Research Paper Volume 16, Issue 4 pp 3554—3582

Investigation of cuproptosis regulator-mediated modification patterns and SLC30A7 function in GBM

Wanli Yu1,2, *, , Shikai Gui1,2, *, , Jiabao Xie1,2, , Lunshan Peng1,2, , Juexian Xiao1, , Haitao Luo1, , Zhennan Tao3, , Zujue Cheng1, ,

  • 1 Department of Neurosurgery, The Second Affiliated Hospital, Jiangxi Medical College, Nanchang University, Jiangxi 330006, China
  • 2 Institute of Neuroscience, Nanchang University, Nanchang, Jiangxi 330036, China
  • 3 Department of Neurosurgery, Affiliated Drum Tower Hospital, School of Medicine, Nanjing University, Nanjing 210008, China
* Equal contribution and shared first authorship

Received: September 15, 2023       Accepted: January 8, 2024       Published: February 22, 2024      

https://doi.org/10.18632/aging.205545
How to Cite

Copyright: © 2024 Yu et al. This is an open access article distributed under the terms of the Creative Commons Attribution License (CC BY 4.0), which permits unrestricted use, distribution, and reproduction in any medium, provided the original author and source are credited.

Abstract

Background: Copper-dependent controlled cell death (cuproptosis) is a novel cell death modality that is distinct from known cell death mechanisms. Nonetheless, the potential role of the cuproptosis regulator in tumour microenvironment (TME) of GBM remains unknown.
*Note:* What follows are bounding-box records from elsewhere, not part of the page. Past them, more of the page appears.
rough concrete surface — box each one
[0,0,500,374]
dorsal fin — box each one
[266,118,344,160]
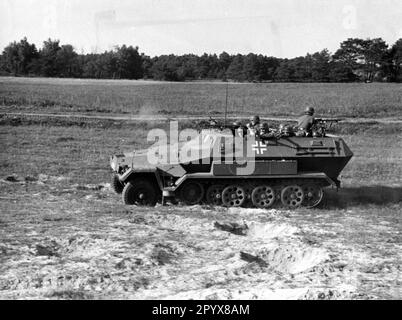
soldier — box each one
[247,116,260,136]
[297,107,315,136]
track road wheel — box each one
[110,174,124,194]
[122,180,158,206]
[251,186,275,209]
[302,184,324,208]
[180,181,205,206]
[222,185,246,207]
[281,185,304,209]
[206,185,224,206]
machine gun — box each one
[311,118,342,137]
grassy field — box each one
[0,78,402,299]
[0,78,402,118]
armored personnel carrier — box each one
[110,120,353,208]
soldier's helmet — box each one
[281,125,294,136]
[233,121,241,129]
[304,107,314,116]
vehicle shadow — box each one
[322,186,402,208]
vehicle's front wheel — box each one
[122,180,158,206]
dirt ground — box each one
[0,121,402,299]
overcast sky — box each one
[0,0,402,58]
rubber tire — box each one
[122,180,158,207]
[222,185,247,208]
[110,174,124,194]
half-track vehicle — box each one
[110,119,353,208]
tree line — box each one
[0,38,402,82]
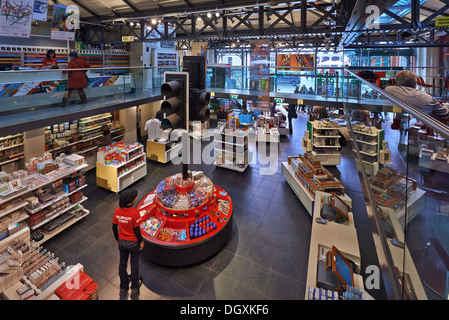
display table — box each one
[137,172,232,266]
[388,200,427,300]
[282,162,352,217]
[0,69,133,111]
[96,143,147,194]
[419,148,449,173]
[256,127,280,143]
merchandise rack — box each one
[96,145,147,193]
[137,175,233,266]
[353,124,385,176]
[282,155,352,217]
[0,164,88,243]
[0,132,25,168]
[214,129,252,172]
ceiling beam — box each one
[339,0,398,49]
[122,0,142,14]
[71,0,101,20]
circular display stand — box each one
[137,173,232,267]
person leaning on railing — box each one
[385,70,449,123]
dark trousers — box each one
[118,240,140,290]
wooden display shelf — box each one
[282,162,352,217]
[0,163,87,204]
[36,206,90,245]
[305,191,364,299]
[96,161,147,193]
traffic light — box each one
[160,72,189,130]
[183,56,210,121]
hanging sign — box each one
[51,4,80,40]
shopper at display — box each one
[62,51,90,107]
[42,49,59,69]
[112,189,144,300]
[384,70,449,121]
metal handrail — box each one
[345,69,449,139]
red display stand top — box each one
[137,175,232,247]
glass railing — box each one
[206,64,448,103]
[0,66,183,131]
[343,71,449,300]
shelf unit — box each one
[45,113,119,170]
[147,140,182,163]
[0,133,25,172]
[0,164,88,243]
[307,120,341,166]
[214,129,252,172]
[96,145,147,193]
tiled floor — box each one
[44,114,384,300]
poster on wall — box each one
[33,0,48,21]
[51,4,79,40]
[0,0,34,38]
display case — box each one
[419,147,449,173]
[0,153,89,244]
[305,191,364,300]
[353,124,386,176]
[96,142,147,193]
[307,120,341,166]
[369,166,426,228]
[137,171,233,266]
[0,133,25,172]
[214,129,251,172]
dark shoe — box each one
[119,289,129,300]
[130,277,142,300]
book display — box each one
[419,147,449,173]
[353,124,389,175]
[307,120,341,166]
[214,128,251,172]
[282,152,352,216]
[369,166,426,227]
[137,171,232,266]
[0,228,98,300]
[45,112,121,170]
[96,142,147,193]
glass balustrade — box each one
[343,71,449,300]
[0,66,179,129]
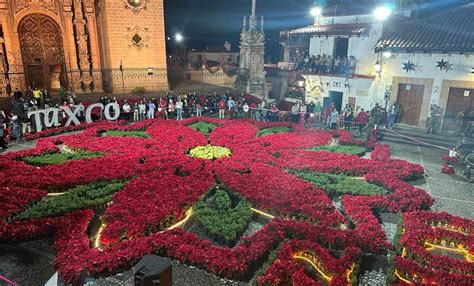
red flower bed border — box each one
[394,211,474,285]
[0,118,468,282]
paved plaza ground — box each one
[0,130,474,286]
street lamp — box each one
[374,6,392,21]
[174,33,184,43]
[382,51,392,59]
[310,6,323,17]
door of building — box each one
[333,38,349,59]
[397,84,425,126]
[329,91,344,112]
[443,87,474,131]
[18,14,67,89]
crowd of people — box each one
[298,53,357,74]
[0,84,467,152]
[291,101,390,134]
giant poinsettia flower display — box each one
[0,118,460,285]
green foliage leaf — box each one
[19,182,125,220]
[21,150,103,167]
[105,130,150,139]
[189,121,217,137]
[194,189,253,244]
[293,171,388,199]
[256,126,292,137]
[311,145,367,156]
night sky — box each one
[164,0,465,61]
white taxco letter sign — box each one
[28,102,120,132]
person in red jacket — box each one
[217,99,225,119]
[356,108,369,134]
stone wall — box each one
[99,0,168,92]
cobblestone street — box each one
[0,135,474,286]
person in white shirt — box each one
[122,100,132,121]
[122,100,131,113]
[138,100,146,121]
[175,99,183,120]
[75,102,86,121]
[242,102,250,118]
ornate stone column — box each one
[87,13,103,93]
[74,0,93,92]
[64,7,81,91]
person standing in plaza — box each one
[147,100,156,119]
[291,103,300,123]
[217,98,225,119]
[329,108,339,130]
[194,98,202,117]
[0,109,8,150]
[242,101,250,119]
[138,100,146,121]
[314,101,323,121]
[385,104,398,129]
[370,103,382,129]
[356,108,369,134]
[300,103,307,127]
[133,102,140,122]
[176,99,183,120]
[122,100,132,121]
[344,104,353,131]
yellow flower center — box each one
[189,145,232,160]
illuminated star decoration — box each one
[403,60,416,73]
[444,62,453,72]
[436,58,449,71]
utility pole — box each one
[120,60,125,100]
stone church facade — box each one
[0,0,168,96]
[236,0,265,99]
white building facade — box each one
[283,4,474,129]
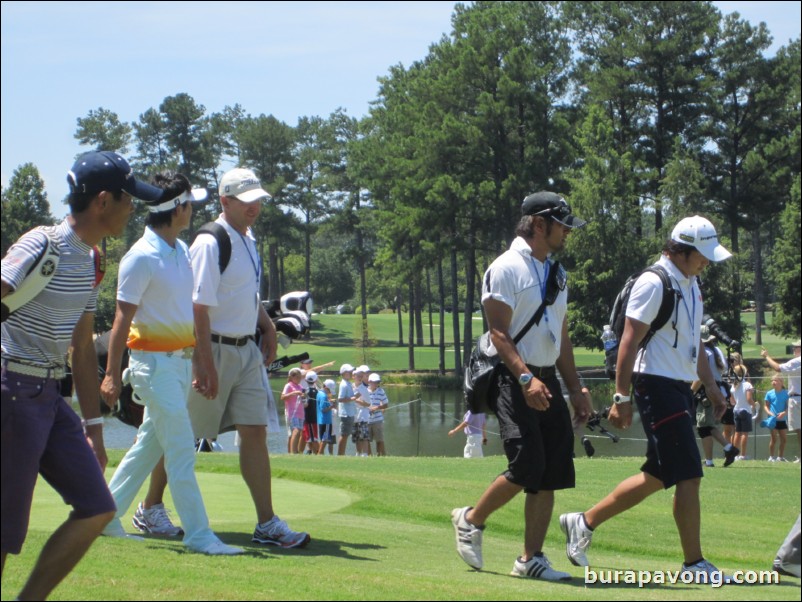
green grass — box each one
[2,452,800,600]
[286,312,790,372]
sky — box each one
[0,1,802,217]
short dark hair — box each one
[663,238,696,257]
[67,190,123,215]
[145,171,192,228]
[515,215,553,238]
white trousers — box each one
[109,351,218,550]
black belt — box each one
[526,364,557,380]
[212,334,253,347]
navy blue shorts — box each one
[496,366,576,493]
[633,374,704,489]
[0,367,116,554]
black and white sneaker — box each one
[451,506,484,571]
[510,554,571,581]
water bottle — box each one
[602,324,618,353]
[602,324,618,379]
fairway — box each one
[2,451,800,600]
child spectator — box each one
[304,370,320,454]
[352,365,370,456]
[368,372,388,456]
[765,373,788,462]
[317,379,337,456]
[730,363,759,460]
[448,410,487,458]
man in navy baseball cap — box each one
[67,151,164,203]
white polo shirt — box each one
[626,255,704,382]
[482,236,568,366]
[190,215,261,337]
[780,357,802,400]
[117,227,195,351]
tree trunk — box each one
[463,232,476,372]
[426,268,434,347]
[451,248,462,376]
[412,273,425,347]
[437,255,446,374]
[407,282,415,372]
[395,288,404,347]
[752,226,765,345]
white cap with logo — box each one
[671,215,732,261]
[219,167,272,203]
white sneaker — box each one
[560,512,593,566]
[131,502,184,537]
[510,554,571,581]
[771,560,802,579]
[451,506,484,571]
[101,518,145,541]
[194,539,245,556]
[251,516,312,548]
[680,559,730,583]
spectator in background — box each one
[337,364,356,456]
[281,368,306,454]
[765,374,788,462]
[760,339,802,461]
[368,372,388,456]
[448,410,487,458]
[730,364,760,460]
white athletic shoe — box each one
[131,502,184,537]
[194,539,245,556]
[101,518,145,541]
[251,516,312,548]
[560,512,593,566]
[510,554,571,581]
[451,506,484,571]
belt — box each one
[3,359,67,380]
[212,333,254,347]
[526,364,557,380]
[130,347,195,360]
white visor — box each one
[148,188,209,213]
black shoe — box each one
[724,445,741,468]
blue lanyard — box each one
[672,276,697,345]
[530,255,551,322]
[237,232,262,292]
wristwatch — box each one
[613,393,631,404]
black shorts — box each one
[496,366,576,493]
[633,374,704,489]
[735,410,752,432]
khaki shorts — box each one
[187,341,268,439]
[368,421,384,443]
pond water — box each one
[97,380,780,464]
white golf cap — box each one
[147,188,209,213]
[219,167,272,203]
[671,215,732,261]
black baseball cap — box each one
[521,190,587,228]
[67,151,164,203]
Methods: Based on 13 widely recognised cuproptosis regulators, the cuproptosis regulation patterns and the biological characteristics of each pattern were comprehensively assessed in GBMs. Machine learning strategies were used to construct a CupScore to quantify the cuproptosis regulation patterns of individual tumours. A PPI network was constructed to predict core-associated genes of cuproptosis regulators. The function of the novel cuproptosis regulators SLC30A7 was examined by in vitro and in vivo experiment.

Results: We identified three distinct cuproptosis regulation patterns, including immune activation, metabolic activation, and immunometabolic double deletion patterns. The CupScore was shown to predict the abundance of tumour inflammation, molecular subtype, stromal activity, gene variation, signalling pathways, and patient prognosis. The low CupScore subtype was characterised by immune activation, isocitrate dehydrogenase mutations, sensitivity to chemotherapy, and clinical benefits. The high CupScore subtype was characterised by activation of the stroma and metabolism and poor survival. Novel cuproptosis regulator SLC30A7 knockdown inhibited the cuproptosi via JAK2/STAT3/ATP7A pathway in GBM.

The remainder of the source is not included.